I should say more about the gradings. We had a fifth kyu2, two thirds, and a second. I took ukemi, including suwari-waza3, which I generally avoid because of knee issues, for one of the third kyu candidates, and for the randori4 for both third kyu candidates (simultaneous randori, which was somewhat chaotic) and the second kyu candidate. All of them passed; our sensei won't invite someone up for a test for which they aren't ready.

All told, a good week for my body, but one that I shouldn't repeat too soon!

1: "Ukemi" is taking the role of "uke", the person who "receives" a technique; learing to do it well is as difficult and as important as learning the techniques.

2: The highest rank before black belt is first kyu (ikkyu); increasing numbers in kyu ranks (nikyu, sankyu, yonkyu, gokyu) refer to successively lower grades.

3: Suwari-waza is technique done while kneeling; it is practiced because in polite Japanese usage, it is improper for a vassal to be above his lord, and since samurai might have to dispatch an assailant while their lord was seated, and it would inconvenience the lord to rise, some "upper-class" Japanese arts such as iaido and aikido teach techniques which are done from a kneeling position.

4: Randori is freestyle technique with multiple attackers. It requires a good deal of technical skill and strategy to do well. Ukes have to be on their toes to avoid collisions and injuries, since throws are sometimes not well-delivered or are directed towards other ukes or obstacles.
ironphoenix: (so deep)
( Aug. 24th, 2007 08:19 pm)
Well, that's interesting: I just taught my second aikido class in as many weeks, this one a weapons class with three other students. (The previous one was a basics class with only one other student, during which we worked on techniques for his upcoming grading.
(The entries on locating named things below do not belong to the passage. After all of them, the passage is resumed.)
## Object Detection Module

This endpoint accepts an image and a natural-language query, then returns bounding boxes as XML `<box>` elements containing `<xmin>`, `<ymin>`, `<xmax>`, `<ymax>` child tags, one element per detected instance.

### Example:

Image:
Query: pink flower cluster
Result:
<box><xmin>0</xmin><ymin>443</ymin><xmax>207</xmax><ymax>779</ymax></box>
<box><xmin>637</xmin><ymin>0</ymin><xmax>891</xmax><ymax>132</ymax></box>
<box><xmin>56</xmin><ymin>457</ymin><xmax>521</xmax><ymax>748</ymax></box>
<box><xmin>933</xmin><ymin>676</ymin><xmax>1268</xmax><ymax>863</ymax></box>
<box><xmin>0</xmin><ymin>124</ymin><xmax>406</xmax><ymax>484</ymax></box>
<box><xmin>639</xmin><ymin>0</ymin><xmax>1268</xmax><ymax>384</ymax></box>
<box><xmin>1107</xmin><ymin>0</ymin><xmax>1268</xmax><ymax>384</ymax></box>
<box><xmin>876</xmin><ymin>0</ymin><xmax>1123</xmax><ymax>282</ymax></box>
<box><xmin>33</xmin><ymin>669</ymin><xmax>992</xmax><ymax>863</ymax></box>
Before that, I'd taught once, about two years ago, with four students.) I taught a few staff disarms (jo-tori) and throws (jo-nage); it seemed to go over well enough.

I'm still processing the experience of teaching in this context. Overall, I think it's a good thing; I'm just trying to understand the effect it's having on me and on my practice.
ironphoenix: Raven flying (Default)
( Jun. 16th, 2006 09:15 am)
Well, I upgraded to the new version of the Quartus software yesterday, and my simulations are running. Yay, I can do productive work again!

I bruised a lower rib or something yesterday at aikido, so it hurts to laugh or sneeze. Nobody say anything funny today.

[ profile] soul_diaspora and I are going to see Cirque du Soleil's show Quidam tonight, and we've been led to expect great things from those who've already seen it.

And, in a little while, my department is doing a whirlwind "everybody explain what you're working on and how it helps the company in 3 minutes or less" meeting. It should be interesting, but I doubt it'll finish on time.